Looking at the coin you an get the previous owners id → retrieve their public key and confirm the current owner has been signed by previous owner(s).
The transaction managers will accept a message signed by the new owner (by retrieving the public key and confirm signed request) to transfer ownership to new owner(s). We may test not keeping the signature but the public keys, so you can replace sign+prev owner with a vector of public keys (it’s faster) but has potential drawbacks.
If the coin has not finished being transferred (in a multisig) any previous owner can withdraw their signature to sign over (for contracts that break down etc.). Limbo coins will not be able to be transferred (by default they are locked with the algorithm itself, not physically)

There is an opportunity to replace all of this with integers alone, so the ints would be 64 bit and it is a case of transferring a number which is way more efficient, but we are still analysing the implications right now. If a single group were compromised with the second scheme then it would mean all coins in trouble. In the initial scheme then only a members coins could get into trouble (very limited even at that). At the moment any compromised group (yes if somebody did join over time with 3 times the network size or more) then it is a DOS type attack or vandalism and not theft. So its good to keep that paradigm in place.

So the in future will be possible to switch to the int value alone, then subdivision is instant and super super simple, We jut probably need the balance of slow and steady → high efficiency.

Switching to such a scheme could easily be done in real time with the clients all converting old safecoin to new safecoin (everyone’s client would automatically do this if we decided on this action). So it would be painless but a version number upgrade for sure. Its a reason I am not too worried about subdivision and workload, the answer as ever will be fundamental and more efficient again.

In terms of the vandalism or traffic attack described then it is on the attacker to sign the transaction (which is computationally more heavy that checking) so the way to defeat this kind of DOS thing (or traffic amplification attack) is to make it cheap for the network and expensive for the attacker. I think we are OK there.

Agreed,

I only pointed out Bitcoin transaction costs to show they recognized the problem. But I don’t advocate transaction costs.
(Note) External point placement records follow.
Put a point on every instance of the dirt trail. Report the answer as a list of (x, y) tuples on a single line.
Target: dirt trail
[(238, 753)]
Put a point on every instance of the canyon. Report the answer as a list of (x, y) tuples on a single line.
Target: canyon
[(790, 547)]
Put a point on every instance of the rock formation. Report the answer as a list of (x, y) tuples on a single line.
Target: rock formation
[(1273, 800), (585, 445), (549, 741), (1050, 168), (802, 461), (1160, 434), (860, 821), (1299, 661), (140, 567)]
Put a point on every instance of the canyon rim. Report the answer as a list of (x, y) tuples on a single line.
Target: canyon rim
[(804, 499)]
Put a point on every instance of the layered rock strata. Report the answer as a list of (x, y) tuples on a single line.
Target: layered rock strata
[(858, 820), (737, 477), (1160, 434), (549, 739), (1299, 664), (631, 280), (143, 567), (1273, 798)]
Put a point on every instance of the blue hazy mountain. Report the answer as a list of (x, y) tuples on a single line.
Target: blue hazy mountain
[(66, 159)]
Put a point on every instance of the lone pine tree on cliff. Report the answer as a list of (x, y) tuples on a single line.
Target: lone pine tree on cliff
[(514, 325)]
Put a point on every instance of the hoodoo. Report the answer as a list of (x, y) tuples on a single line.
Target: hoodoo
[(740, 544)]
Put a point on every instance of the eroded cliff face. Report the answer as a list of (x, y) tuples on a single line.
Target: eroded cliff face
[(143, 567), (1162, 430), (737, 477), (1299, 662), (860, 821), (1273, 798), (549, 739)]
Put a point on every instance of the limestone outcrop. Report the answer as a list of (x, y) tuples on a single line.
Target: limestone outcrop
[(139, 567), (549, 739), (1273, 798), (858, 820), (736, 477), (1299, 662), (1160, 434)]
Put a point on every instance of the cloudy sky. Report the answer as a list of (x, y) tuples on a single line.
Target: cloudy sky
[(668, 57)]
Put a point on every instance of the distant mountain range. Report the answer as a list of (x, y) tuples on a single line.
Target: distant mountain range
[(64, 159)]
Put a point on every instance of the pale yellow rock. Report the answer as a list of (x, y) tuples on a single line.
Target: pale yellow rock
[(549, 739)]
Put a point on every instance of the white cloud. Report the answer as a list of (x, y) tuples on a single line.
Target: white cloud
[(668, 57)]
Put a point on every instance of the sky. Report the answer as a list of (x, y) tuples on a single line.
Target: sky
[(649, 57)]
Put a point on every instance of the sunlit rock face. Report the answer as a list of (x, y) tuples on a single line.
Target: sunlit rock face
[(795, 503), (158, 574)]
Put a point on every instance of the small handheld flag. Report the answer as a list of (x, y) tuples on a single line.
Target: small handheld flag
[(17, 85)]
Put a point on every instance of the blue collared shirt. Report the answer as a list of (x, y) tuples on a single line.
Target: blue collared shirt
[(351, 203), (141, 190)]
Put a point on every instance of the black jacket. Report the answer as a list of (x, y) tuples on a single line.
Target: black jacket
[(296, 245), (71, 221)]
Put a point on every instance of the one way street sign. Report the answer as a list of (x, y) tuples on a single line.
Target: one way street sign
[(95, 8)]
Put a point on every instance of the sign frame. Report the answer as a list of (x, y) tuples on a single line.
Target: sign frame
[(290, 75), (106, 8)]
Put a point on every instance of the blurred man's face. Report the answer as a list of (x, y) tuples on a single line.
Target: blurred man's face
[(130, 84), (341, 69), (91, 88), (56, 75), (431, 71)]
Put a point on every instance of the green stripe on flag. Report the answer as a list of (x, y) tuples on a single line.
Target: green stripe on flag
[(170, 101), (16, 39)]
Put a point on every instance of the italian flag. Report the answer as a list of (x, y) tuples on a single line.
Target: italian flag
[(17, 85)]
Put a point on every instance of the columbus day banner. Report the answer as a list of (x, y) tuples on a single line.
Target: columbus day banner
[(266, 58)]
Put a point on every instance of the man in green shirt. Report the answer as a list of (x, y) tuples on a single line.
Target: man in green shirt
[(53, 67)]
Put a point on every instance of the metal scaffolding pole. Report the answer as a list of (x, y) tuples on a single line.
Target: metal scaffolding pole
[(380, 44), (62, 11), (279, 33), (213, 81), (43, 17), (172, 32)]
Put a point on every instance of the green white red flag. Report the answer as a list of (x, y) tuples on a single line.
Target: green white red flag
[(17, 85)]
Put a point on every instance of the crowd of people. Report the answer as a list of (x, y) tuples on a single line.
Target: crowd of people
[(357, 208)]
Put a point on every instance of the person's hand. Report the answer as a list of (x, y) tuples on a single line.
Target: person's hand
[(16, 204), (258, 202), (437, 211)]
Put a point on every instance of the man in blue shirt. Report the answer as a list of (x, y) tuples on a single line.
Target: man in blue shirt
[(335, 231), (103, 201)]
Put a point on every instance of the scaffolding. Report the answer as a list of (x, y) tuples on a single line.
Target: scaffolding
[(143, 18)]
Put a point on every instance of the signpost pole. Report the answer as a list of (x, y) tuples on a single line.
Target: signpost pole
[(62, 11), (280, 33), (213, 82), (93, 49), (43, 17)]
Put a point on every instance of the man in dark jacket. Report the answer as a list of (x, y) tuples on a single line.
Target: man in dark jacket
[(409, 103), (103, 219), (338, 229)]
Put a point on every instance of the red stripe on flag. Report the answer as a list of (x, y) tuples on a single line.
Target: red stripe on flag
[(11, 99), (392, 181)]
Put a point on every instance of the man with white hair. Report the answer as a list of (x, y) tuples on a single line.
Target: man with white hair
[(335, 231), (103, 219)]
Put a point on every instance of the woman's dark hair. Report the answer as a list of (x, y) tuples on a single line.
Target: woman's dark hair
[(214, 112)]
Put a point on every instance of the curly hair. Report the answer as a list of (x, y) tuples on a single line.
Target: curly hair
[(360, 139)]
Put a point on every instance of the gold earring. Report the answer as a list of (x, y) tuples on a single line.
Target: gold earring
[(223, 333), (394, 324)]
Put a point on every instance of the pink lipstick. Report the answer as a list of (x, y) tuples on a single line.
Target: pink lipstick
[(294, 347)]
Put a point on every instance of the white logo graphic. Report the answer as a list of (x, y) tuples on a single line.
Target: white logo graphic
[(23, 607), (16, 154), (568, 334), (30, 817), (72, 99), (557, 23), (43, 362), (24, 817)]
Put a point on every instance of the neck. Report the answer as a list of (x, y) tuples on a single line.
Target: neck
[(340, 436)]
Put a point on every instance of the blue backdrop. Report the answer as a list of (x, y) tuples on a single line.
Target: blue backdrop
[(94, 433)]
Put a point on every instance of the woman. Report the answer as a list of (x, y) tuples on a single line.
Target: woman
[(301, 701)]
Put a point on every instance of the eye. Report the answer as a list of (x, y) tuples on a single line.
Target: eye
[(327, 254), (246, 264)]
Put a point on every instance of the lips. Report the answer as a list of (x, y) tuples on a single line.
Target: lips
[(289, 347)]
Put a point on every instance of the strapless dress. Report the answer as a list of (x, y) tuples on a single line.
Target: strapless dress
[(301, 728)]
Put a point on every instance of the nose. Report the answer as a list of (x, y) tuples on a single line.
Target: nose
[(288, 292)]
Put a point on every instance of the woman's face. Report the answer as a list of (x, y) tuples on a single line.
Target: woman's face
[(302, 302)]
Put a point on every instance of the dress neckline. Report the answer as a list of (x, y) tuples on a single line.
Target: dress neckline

We have to be careful how we judge spammers. There are people who transact in very large amounts, and frequently move money (Safecoins) between different accounts. As a business background, this is very common, for example sending money to your payroll account once you issue out paychecks. Or sending it to a purchasing account… etc.

Hopefully we’ll come up with something very practical that works.

Bitcoin transactions have a certain real cost too - not only do they require confirmation, but they also consume storage space in the blockchain forever.

Confirmations in Bitcoin are expensive as the whole network needs to reach a majority consensus. Blockchain storage is expensive as every node must store the transaction.

In contrast, Safecoin has a small group of nodes to confirm the transaction and no storage requirements for journaling the transaction details.

Therefore, there is a far smaller (many orders of magnitude) at-transaction time computational cost and no persistent storage cost.

Blockchains are inherently much more costly to maintain and I suspect fees are both critical and unavoidable. As long as Safecoin transaction resource costs are one-off and smaller than the client - entirely feasible it seems - then there would be no need for fees.

Ofc, storing and de-duplicating the blockchain on the safe net will reduce Bitcoin overheads and improve blockchain scalability. Safe net wins both ways!